Historiography and Sources
Any study of the objects as well as their historical and locational context must take account of the pioneering study on the funeral, tomb and chantry chapel published in The Antiquaries Journal in 1914 by William Henry St John Hope (1854–1919). Amongst other fascinating details, Hope noted that, in the chronicler Thomas Walsingham’s account of Henry V’s funeral, there was mention of three armoured horsemen, whose destriers were led to the High Altar of Westminster Abbey, ‘as is customary’, where the riders dismounted and were stripped of their armour. In an anonymous account of the king’s funeral which has been considered contemporary but which survives only in a sixteenth-century text, we read of four mounted men, one bearing a shield with the arms of England, another with the arms of France, with the other two bearing the helms and crest relating to the same. In addition, this account speaks of an ‘Erle armed complet’ but bare headed and carrying a battle axe with the point downwards, described as riding in the funeral procession behind another knight who bore the king’s standard, although there is no mention of the stripping of armour at the High Altar.

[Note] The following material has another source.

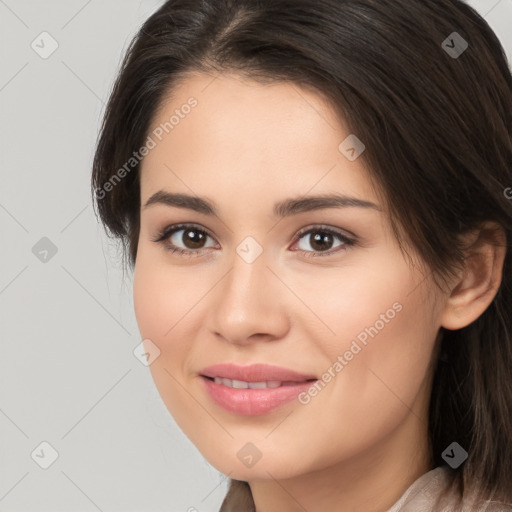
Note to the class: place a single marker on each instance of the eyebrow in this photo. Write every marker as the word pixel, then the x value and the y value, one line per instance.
pixel 281 209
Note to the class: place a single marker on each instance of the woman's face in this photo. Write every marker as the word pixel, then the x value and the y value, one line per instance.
pixel 322 291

Even more significantly in terms of the study of any surviving objects, Hope discovered relevant expenditure in the records of Robert Rolleston, keeper of the Royal Wardrobe, which were preserved in the then Public Record Office, now The National Archives. Amongst various costs for the funeral can be found the purchase of four bastard saddles with harness (selle bastarde cum hernesio), the painting of a crest and helm for the king (pro pictura unius creste et unius helme pro Rege), the stamping of a shield with the arms of the king (pro vapulacione unius scuti de armis Regis), as well as the similar stamping of the saddles (pro vapulacione dictarum sellarum) and of a tunic with the arms of the king (pro vapulacione unius tunice de armis Regis). Here, as in the narrative accounts, we also find frequent reference to the recurrent use of coats of arms associated with the king, on horse trappers (also known as caparisons, cloth coverings for horses), banners, and on the garb of those involved in the funeral procession, indeed anywhere they might be placed.